= Peter Ruehl =

US-Australian newspaper columnist (1947–2011)

Vincent Peter Ruehl (29 March 1947 – 11 April 2011) was an American-born Australian newspaper columnist, best known for the humorous column he wrote thrice weekly for The Australian Financial Review, in which he offered an American view on life in Australia. During his career, he also contributed to The Australian and the Herald Sun.

==Biography==
Ruehl was born in New York City to Mercedes J. Ruehl, a schoolteacher, and Vincent Ruehl, an FBI agent. His father was of German and Irish descent and his mother was of Cuban and Irish descent. The family frequently moved during his childhood owing to Vincent Ruehl's assignments with the FBI, and lived in other states including Silver Spring, Maryland. He and his sister, Mercedes (who became an Academy Award-winning actress), were raised Catholic.

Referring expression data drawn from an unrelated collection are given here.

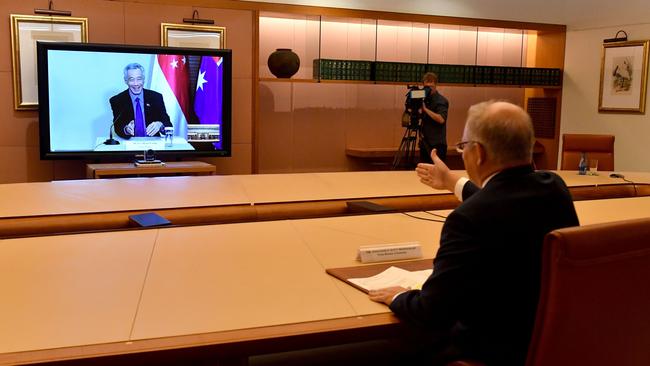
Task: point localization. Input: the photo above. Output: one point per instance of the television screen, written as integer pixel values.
(115, 100)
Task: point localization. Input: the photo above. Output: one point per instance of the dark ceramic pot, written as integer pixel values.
(283, 63)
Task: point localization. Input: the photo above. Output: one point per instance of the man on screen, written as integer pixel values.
(138, 111)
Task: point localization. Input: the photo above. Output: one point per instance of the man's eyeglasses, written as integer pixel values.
(461, 145)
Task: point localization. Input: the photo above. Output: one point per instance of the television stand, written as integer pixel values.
(117, 170)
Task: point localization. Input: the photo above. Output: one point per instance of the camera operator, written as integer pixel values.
(434, 120)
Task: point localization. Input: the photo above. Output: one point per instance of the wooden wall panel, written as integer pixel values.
(120, 22)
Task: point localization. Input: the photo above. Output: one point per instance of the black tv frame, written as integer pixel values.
(46, 152)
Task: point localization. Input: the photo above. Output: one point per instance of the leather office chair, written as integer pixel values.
(595, 297)
(599, 147)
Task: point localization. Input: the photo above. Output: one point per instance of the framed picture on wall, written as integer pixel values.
(623, 77)
(26, 30)
(194, 36)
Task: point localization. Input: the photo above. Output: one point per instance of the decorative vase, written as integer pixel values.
(283, 63)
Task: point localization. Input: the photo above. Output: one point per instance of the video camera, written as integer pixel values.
(413, 105)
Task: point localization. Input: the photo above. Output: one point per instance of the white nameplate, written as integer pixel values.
(389, 252)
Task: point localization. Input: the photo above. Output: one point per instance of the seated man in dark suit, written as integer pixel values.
(138, 111)
(481, 299)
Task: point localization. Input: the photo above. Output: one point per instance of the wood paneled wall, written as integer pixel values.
(138, 22)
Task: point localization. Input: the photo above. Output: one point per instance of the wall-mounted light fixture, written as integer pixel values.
(51, 11)
(196, 20)
(616, 38)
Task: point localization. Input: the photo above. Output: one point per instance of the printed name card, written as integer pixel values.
(389, 252)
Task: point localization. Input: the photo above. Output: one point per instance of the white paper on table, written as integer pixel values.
(393, 276)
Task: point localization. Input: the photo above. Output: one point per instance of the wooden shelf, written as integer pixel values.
(131, 170)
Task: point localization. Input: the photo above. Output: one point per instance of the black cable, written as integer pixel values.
(436, 215)
(421, 218)
(633, 186)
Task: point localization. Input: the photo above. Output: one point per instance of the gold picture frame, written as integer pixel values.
(192, 36)
(623, 77)
(26, 30)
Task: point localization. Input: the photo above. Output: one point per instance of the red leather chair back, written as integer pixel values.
(599, 147)
(594, 306)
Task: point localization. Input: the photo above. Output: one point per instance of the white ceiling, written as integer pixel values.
(576, 14)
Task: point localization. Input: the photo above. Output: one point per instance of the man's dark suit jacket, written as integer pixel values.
(154, 110)
(484, 289)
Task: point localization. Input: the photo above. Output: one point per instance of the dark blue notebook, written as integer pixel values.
(149, 219)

Ruehl was educated at Gonzaga College High School in Washington, D.C., and later moved to Annapolis. He studied at the University of Maryland and worked as a court reporter for The Baltimore Sun. In 1983, the paper asked him to provide coverage of the 1983 America's Cup in Newport, Rhode Island, during which time he met his future wife, fellow journalist Jennifer Hewett, who had been assigned to the same event by The Sydney Morning Herald. They married and then moved to Australia in 1987. His first piece of journalism in Australia was his coverage of the 1987 America's Cup for the Australian Financial Review, a paper for which he continued to write for most of his career. It was his satirical column in this paper that brought recognition, leading Roger Johnstone (chief executive of the Financial Review Group) to praise him as a "one of a kind in Australian journalism".

After his death, a collection of his columns between November 1993 and April 2011 was published as a book in Men are Stupid, Woman are Crazy.

==Family and personal life==
At the time of his death, Ruehl lived in the eastern Sydney suburb of Clovelly with Hewett and their children, Mercedes, John and Tom. According to colleague Colleen Ryan, Ruehl had a few close select friends and "could be quite introverted", preferring to spend time with his family or writing.